Madame notre Marâtre et le Bouffon de la cour
Versets d’un poème de Castro Alves (1847-1871)
Le Navire Négrier
« Seigneur Dieu des miséreux !
Dites-moi, Seigneur Dieu !
Si c'est de la folie... s'il est vrai
Autant d’horreur devant les cieux? !
Ô mer, pourquoi n’effaces-tu
Avec l'éponge de tes vagues
De ton manteau cette souillure?...
Astres ! nuits ! tempêtes !
Roulez des immensités !
Balayez les mers, ô typhons! »
Il n’y a jamais eu d’abolition de l’esclavage, mais s’il y en a eu, encore à ce jour l’on entend les gémissements assourdissants, graves et aigus, d’un opéra déficitaire. Il n’y en a jamais eu et s’il y en eut, elle naquit oubliée, comme s’elle était née répudiée. Non, il n'y a jamais eu d’abolition de l'esclavage dans le pays des incohérences. Bien au contraire, l'esclavage des temps jadis, cette souillure de notre inétendue histoire, subsiste dans sa version la plus sordide, la plus cannibalesque, dans sa version économico-moderne ; l’aînée du mercantilisme moderne et non moins criminelle.
Il demeure sur le sol du Brésil contemporain, des esclavagistes et des myriades d'esclaves, des seigneurs et des myriades d’engenhos, des châteaux et des myriades d’exploitations agricoles, des palais et les myriades de bidonvilles, attendu que les abolitionnistes ne s’insurgent plus; peut-être par commodité, peut-être par prévarication, peut-être par pénurie de droiture.
Il y a un peuple qui succombe sous les pattes d'un pouvoir politico-économique oligarchique qui le rabaisse impunément et l’humilie sans relâche. C'est aussi un peuple désavoué par un certain peuple, son propre peuple dans son expression la plus macabre, soit ces petits-bourgeois, cette classe moyenne tristement célèbre, souvent diplômée et, presque dans son intégralité, profondément inculte, affectée, fratricide et minoritaire. Catin des colonels latifundiaires, catin des capitaines de l’industrie, catin des requins du commerce, prostituée vicieuse des rejetons de la République.
De cette racaille corrompue font partie un bon nombre de leaders d'opinion, qui, à leur tour et à travers les médias, expriment leurs concepts politico-sophistiques, s’emparant ainsi d’une multitude d’autres crétins parfumés en une marée infecte d’inversions de valeurs et de transfert de responsabilités. Ces leaders d’opinion louent, sans l’ombre d’un décorum, la méritocratie au sein d'une nation asphyxiée par une diabolique fracture sociale et, de surcroît, exigent de ces esclaves modernes, à court de pain et d'eau potable, s’endurcissant dans le grand slave quarter brésilien, des efforts surhumains.

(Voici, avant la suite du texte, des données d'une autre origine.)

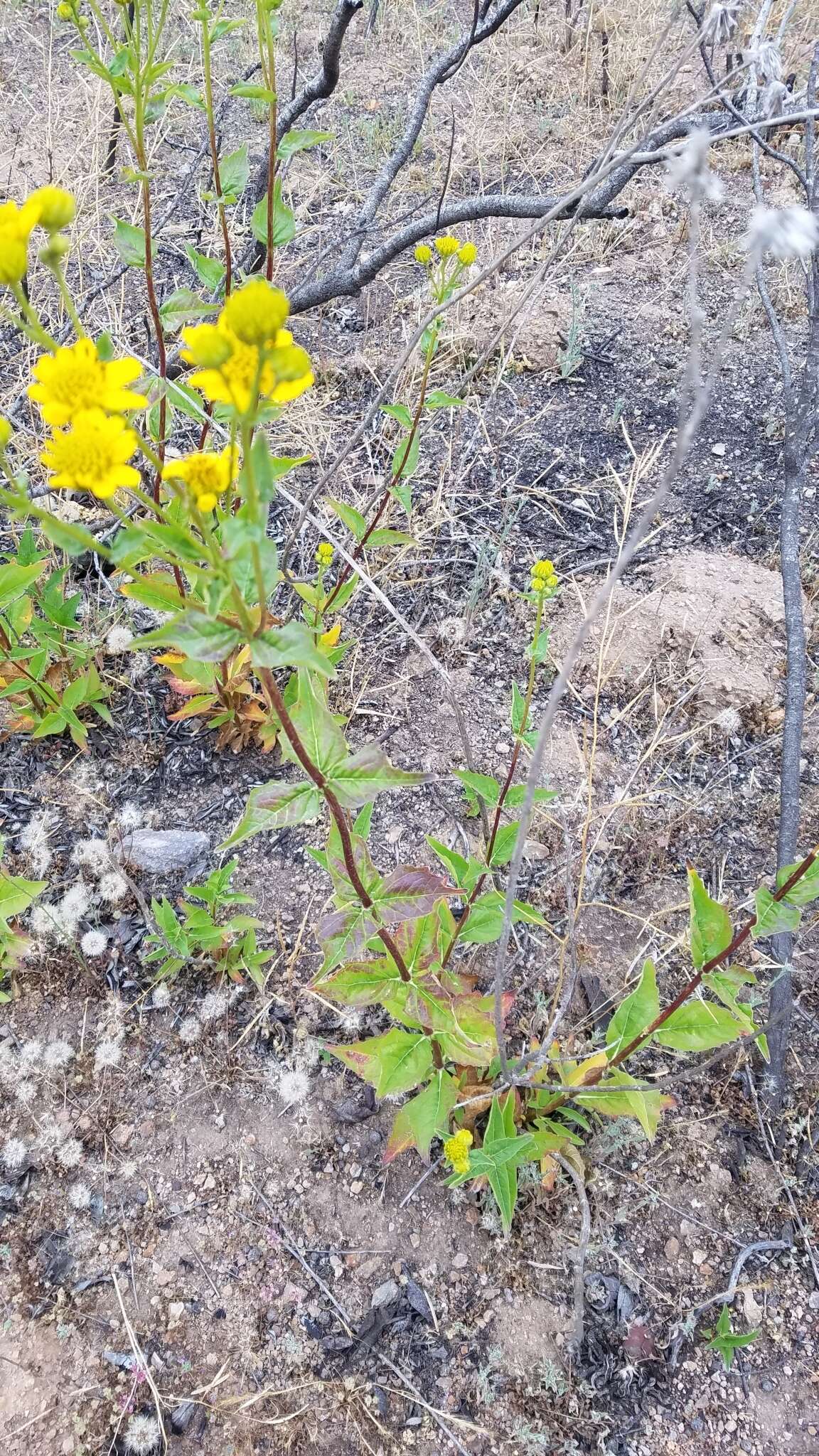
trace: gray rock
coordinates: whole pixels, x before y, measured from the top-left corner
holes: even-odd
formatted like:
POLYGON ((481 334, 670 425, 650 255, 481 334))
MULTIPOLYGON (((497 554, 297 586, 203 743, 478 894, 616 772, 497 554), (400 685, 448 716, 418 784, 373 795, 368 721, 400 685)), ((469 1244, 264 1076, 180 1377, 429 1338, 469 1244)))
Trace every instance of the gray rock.
POLYGON ((146 875, 168 875, 172 869, 197 865, 208 849, 210 839, 200 830, 136 828, 122 837, 118 858, 146 875))

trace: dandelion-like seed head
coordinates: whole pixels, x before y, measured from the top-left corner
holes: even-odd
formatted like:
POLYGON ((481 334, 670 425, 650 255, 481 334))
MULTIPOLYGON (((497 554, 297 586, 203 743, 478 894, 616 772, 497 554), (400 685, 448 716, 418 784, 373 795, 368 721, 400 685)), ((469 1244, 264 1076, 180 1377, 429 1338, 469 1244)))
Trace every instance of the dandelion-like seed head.
POLYGON ((125 1450, 133 1456, 153 1456, 160 1441, 159 1424, 154 1415, 131 1415, 125 1427, 125 1450))
POLYGON ((111 628, 111 632, 105 638, 105 646, 109 652, 127 652, 134 641, 134 633, 130 628, 117 626, 111 628))
POLYGON ((723 183, 708 166, 710 146, 711 132, 707 127, 695 127, 666 163, 670 191, 682 192, 689 202, 718 202, 723 195, 723 183))
POLYGON ((743 242, 749 253, 810 258, 819 245, 819 220, 806 207, 756 207, 743 242))
POLYGON ((0 1149, 0 1162, 9 1174, 19 1174, 28 1162, 29 1150, 22 1137, 10 1137, 0 1149))

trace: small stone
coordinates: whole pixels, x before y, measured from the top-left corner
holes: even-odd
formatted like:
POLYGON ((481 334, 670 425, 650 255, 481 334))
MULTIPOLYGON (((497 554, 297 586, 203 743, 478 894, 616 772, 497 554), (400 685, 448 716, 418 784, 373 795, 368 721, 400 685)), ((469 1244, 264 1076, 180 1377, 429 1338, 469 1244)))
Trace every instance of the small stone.
POLYGON ((393 1278, 385 1280, 383 1284, 379 1284, 379 1287, 373 1290, 370 1309, 380 1309, 382 1305, 392 1305, 393 1299, 398 1299, 399 1293, 401 1290, 393 1278))
POLYGON ((204 859, 210 839, 189 828, 136 828, 125 834, 118 858, 131 869, 146 875, 168 875, 172 869, 189 869, 204 859))

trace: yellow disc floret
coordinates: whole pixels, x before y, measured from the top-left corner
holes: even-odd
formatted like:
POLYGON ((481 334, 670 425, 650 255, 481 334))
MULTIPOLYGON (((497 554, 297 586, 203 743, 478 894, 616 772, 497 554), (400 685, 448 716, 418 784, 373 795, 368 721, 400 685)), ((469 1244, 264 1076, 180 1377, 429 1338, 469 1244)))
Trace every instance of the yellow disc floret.
POLYGON ((455 1133, 452 1137, 447 1137, 446 1143, 443 1144, 443 1156, 446 1158, 453 1172, 456 1174, 469 1172, 469 1149, 472 1147, 472 1143, 474 1143, 472 1133, 466 1127, 462 1127, 461 1131, 455 1133))
POLYGON ((461 248, 461 239, 452 237, 446 233, 443 237, 436 237, 436 249, 442 258, 452 258, 461 248))
POLYGON ((181 460, 169 460, 163 480, 184 480, 200 511, 213 511, 217 499, 236 475, 236 451, 226 446, 222 454, 194 453, 181 460))
POLYGON ((29 202, 36 207, 36 220, 47 233, 58 233, 74 221, 74 198, 61 186, 38 186, 29 202))
POLYGON ((55 430, 41 460, 57 489, 92 491, 102 501, 125 486, 140 485, 140 472, 128 464, 138 440, 119 415, 83 409, 70 430, 55 430))
POLYGON ((290 304, 281 288, 264 278, 251 278, 243 288, 232 293, 222 317, 242 344, 275 344, 275 336, 287 322, 290 304))
POLYGON ((79 339, 36 361, 36 383, 29 384, 28 393, 47 425, 67 425, 82 411, 95 408, 122 415, 147 405, 144 395, 128 389, 141 371, 138 360, 101 360, 90 339, 79 339))

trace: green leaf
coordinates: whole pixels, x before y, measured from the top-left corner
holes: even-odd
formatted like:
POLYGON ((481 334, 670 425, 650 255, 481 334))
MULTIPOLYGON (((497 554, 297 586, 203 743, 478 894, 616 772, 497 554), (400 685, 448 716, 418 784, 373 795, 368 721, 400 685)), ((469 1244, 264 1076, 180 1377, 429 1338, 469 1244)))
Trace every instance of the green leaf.
POLYGON ((332 662, 321 648, 309 628, 300 622, 287 622, 283 628, 268 628, 251 638, 251 661, 254 667, 300 667, 319 673, 321 677, 335 677, 332 662))
POLYGON ((134 649, 172 644, 200 662, 222 662, 242 642, 242 633, 227 622, 216 622, 203 612, 182 612, 146 636, 134 638, 134 649))
POLYGON ((449 1131, 449 1118, 458 1098, 459 1086, 455 1077, 449 1072, 436 1072, 428 1086, 405 1102, 396 1114, 383 1155, 385 1163, 391 1163, 408 1147, 417 1147, 427 1163, 433 1137, 449 1131))
POLYGON ((640 984, 615 1010, 606 1034, 606 1056, 609 1061, 618 1053, 640 1037, 646 1026, 650 1026, 660 1015, 660 997, 657 994, 657 973, 653 961, 646 961, 640 984))
POLYGON ((0 566, 0 612, 4 612, 17 597, 25 597, 29 587, 34 587, 44 571, 44 561, 35 561, 31 566, 17 566, 16 562, 0 566))
POLYGON ((47 885, 48 879, 22 879, 0 866, 0 926, 23 914, 47 885))
MULTIPOLYGON (((251 230, 256 243, 267 246, 267 192, 256 202, 251 217, 251 230)), ((275 179, 273 189, 273 246, 284 248, 296 237, 296 218, 290 208, 281 201, 281 179, 275 179)))
POLYGON ((391 475, 395 479, 405 479, 408 475, 414 475, 418 466, 418 451, 421 448, 421 431, 415 430, 414 435, 407 435, 395 447, 392 456, 391 475))
POLYGON ((328 786, 344 808, 358 808, 385 789, 407 789, 426 783, 428 775, 396 769, 376 743, 337 764, 328 775, 328 786))
POLYGON ((497 779, 490 779, 488 773, 472 773, 469 769, 456 769, 455 778, 461 779, 472 794, 484 799, 485 804, 495 805, 500 799, 500 783, 497 779))
MULTIPOLYGON (((650 964, 650 962, 647 962, 650 964)), ((614 1067, 596 1086, 571 1092, 576 1102, 606 1117, 635 1117, 650 1143, 654 1140, 663 1107, 662 1092, 644 1091, 619 1067, 614 1067)))
POLYGON ((802 920, 802 910, 797 904, 788 904, 787 900, 774 900, 765 885, 759 885, 753 903, 756 922, 751 927, 751 935, 755 941, 761 941, 767 935, 781 935, 783 932, 796 930, 802 920))
POLYGON ((146 234, 144 227, 134 227, 124 223, 121 217, 112 217, 114 246, 119 258, 128 268, 144 268, 146 265, 146 234))
POLYGON ((243 141, 236 151, 229 151, 219 163, 219 181, 222 182, 223 202, 235 202, 242 195, 251 175, 248 162, 248 143, 243 141))
POLYGON ((377 526, 367 536, 367 550, 377 550, 379 546, 414 546, 415 540, 407 531, 396 531, 392 526, 377 526))
MULTIPOLYGON (((781 890, 784 884, 790 879, 793 872, 803 865, 804 860, 800 859, 796 865, 785 865, 784 869, 777 872, 777 890, 781 890)), ((788 906, 807 906, 812 900, 819 898, 819 859, 815 859, 812 865, 807 866, 802 879, 797 879, 793 890, 788 890, 784 897, 788 906)))
POLYGON ((211 293, 222 288, 224 281, 224 265, 220 264, 219 258, 208 258, 207 253, 198 253, 191 243, 185 243, 185 252, 200 282, 203 282, 205 288, 210 288, 211 293))
POLYGON ((290 162, 297 151, 306 151, 307 147, 319 147, 324 141, 334 141, 332 131, 286 131, 281 141, 278 143, 277 157, 280 162, 290 162))
POLYGON ((427 409, 462 409, 463 400, 447 395, 444 389, 431 389, 426 399, 427 409))
POLYGON ((428 1037, 393 1026, 383 1037, 367 1037, 351 1047, 325 1047, 347 1067, 370 1082, 376 1096, 395 1096, 426 1082, 433 1070, 433 1047, 428 1037))
MULTIPOLYGON (((720 955, 732 942, 732 922, 724 906, 705 890, 695 869, 688 871, 691 906, 691 960, 695 970, 720 955)), ((717 1045, 717 1042, 714 1042, 717 1045)))
POLYGON ((208 313, 216 313, 217 307, 216 303, 204 303, 198 293, 192 293, 191 288, 175 288, 163 300, 159 316, 163 328, 169 333, 175 333, 191 319, 204 319, 208 313))
MULTIPOLYGON (((290 709, 290 718, 310 761, 326 778, 332 776, 334 769, 347 759, 347 744, 324 695, 305 671, 299 673, 299 693, 290 709)), ((291 763, 299 763, 286 738, 281 740, 281 753, 291 763)))
POLYGON ((236 828, 219 846, 220 853, 233 849, 252 834, 261 834, 286 824, 307 824, 319 817, 324 807, 315 783, 261 783, 251 789, 245 812, 236 828))
POLYGON ((695 996, 679 1006, 654 1032, 654 1041, 675 1051, 710 1051, 736 1041, 745 1026, 727 1009, 695 996))
POLYGON ((354 505, 345 505, 344 501, 337 501, 334 499, 332 495, 328 496, 326 504, 332 511, 335 511, 338 518, 344 521, 350 534, 354 536, 357 542, 360 542, 361 536, 367 530, 366 517, 361 515, 361 513, 357 511, 354 505))
POLYGON ((514 844, 517 842, 519 823, 501 824, 495 834, 495 843, 493 849, 493 868, 500 869, 501 865, 509 865, 514 853, 514 844))

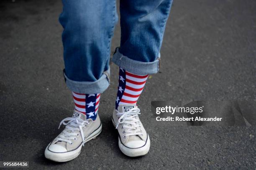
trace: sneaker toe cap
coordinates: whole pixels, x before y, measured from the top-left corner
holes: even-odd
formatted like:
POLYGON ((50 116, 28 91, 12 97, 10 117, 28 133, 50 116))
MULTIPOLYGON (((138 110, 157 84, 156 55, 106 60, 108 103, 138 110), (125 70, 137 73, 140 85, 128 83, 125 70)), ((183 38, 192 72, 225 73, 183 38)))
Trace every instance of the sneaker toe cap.
POLYGON ((125 146, 131 148, 136 148, 144 146, 145 143, 145 142, 142 140, 135 140, 128 142, 125 146))
POLYGON ((57 144, 51 145, 48 147, 48 149, 51 152, 63 152, 67 151, 65 147, 57 144))

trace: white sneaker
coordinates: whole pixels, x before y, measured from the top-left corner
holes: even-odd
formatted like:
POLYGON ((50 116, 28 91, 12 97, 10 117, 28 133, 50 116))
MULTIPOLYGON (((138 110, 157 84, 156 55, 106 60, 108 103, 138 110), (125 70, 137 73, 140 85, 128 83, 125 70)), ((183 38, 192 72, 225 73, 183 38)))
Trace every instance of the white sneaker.
POLYGON ((138 115, 140 114, 136 106, 125 105, 119 106, 112 115, 112 122, 119 134, 119 148, 132 157, 146 154, 150 147, 149 137, 138 115))
POLYGON ((84 143, 95 139, 101 132, 102 125, 98 115, 95 121, 74 110, 72 118, 63 120, 66 128, 45 149, 45 157, 56 162, 66 162, 77 158, 84 143), (68 121, 67 122, 65 122, 68 121))

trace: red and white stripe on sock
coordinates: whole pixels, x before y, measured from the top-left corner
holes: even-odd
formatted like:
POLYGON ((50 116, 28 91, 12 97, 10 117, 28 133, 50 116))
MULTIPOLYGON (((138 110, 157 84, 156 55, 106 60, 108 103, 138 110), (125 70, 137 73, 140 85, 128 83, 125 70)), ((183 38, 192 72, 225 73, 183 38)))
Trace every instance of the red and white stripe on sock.
POLYGON ((84 114, 87 118, 95 120, 98 113, 100 94, 81 94, 72 92, 75 109, 84 114))
POLYGON ((148 75, 137 75, 119 68, 119 78, 115 108, 119 105, 136 105, 148 75))

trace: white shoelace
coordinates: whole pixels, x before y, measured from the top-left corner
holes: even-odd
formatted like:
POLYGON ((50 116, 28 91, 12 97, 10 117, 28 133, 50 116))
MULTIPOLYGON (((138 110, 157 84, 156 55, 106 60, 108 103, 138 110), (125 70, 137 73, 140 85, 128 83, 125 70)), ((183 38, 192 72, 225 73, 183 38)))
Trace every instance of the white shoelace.
POLYGON ((127 112, 118 112, 116 115, 121 115, 118 119, 116 129, 117 129, 120 124, 122 124, 122 128, 126 129, 123 131, 125 133, 125 136, 134 135, 142 135, 142 131, 141 129, 141 121, 136 119, 135 117, 140 114, 140 110, 138 108, 133 108, 127 112))
POLYGON ((87 125, 89 124, 87 120, 84 120, 79 118, 67 118, 63 119, 61 122, 59 128, 63 124, 66 125, 66 128, 62 131, 63 134, 60 135, 56 140, 66 142, 72 145, 73 142, 71 140, 76 140, 77 137, 79 136, 79 133, 74 132, 75 130, 79 131, 83 141, 83 146, 84 145, 84 136, 82 128, 85 128, 87 125), (65 121, 68 121, 67 122, 65 121))

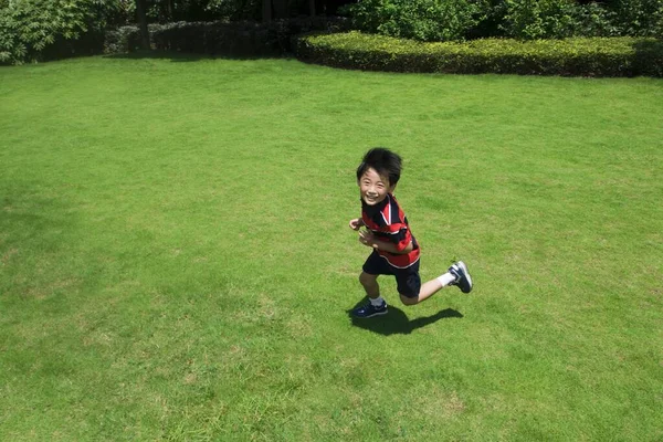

Ces leaders irresponsables requièrent, cyniquement, une conduite considérée digne de la part de ceux à qui la dignité fut soustraite, donc, de ces millions et millions de familles intégrées d'une certaine manière dans ce ballet sinistre; puisque reléguées à leur propre infortune, en désespérance, privées d’assainissement de base, d’assistance médicale décente et de la pseudo-instruction hélas institutionnalisée, densément précaire, mais qui tisse lamentablement et de façon injustifiable la fierté de leurs prétentieux compatriotes, esclavagistes adeptes et promoteurs de la distinction sociale; ceux qui ont une haute opinion d’eux-mêmes, qui se jugent éclairés, cependant ne sont plus que de médiocres marins, prostitués de la patricienne flotte nationale.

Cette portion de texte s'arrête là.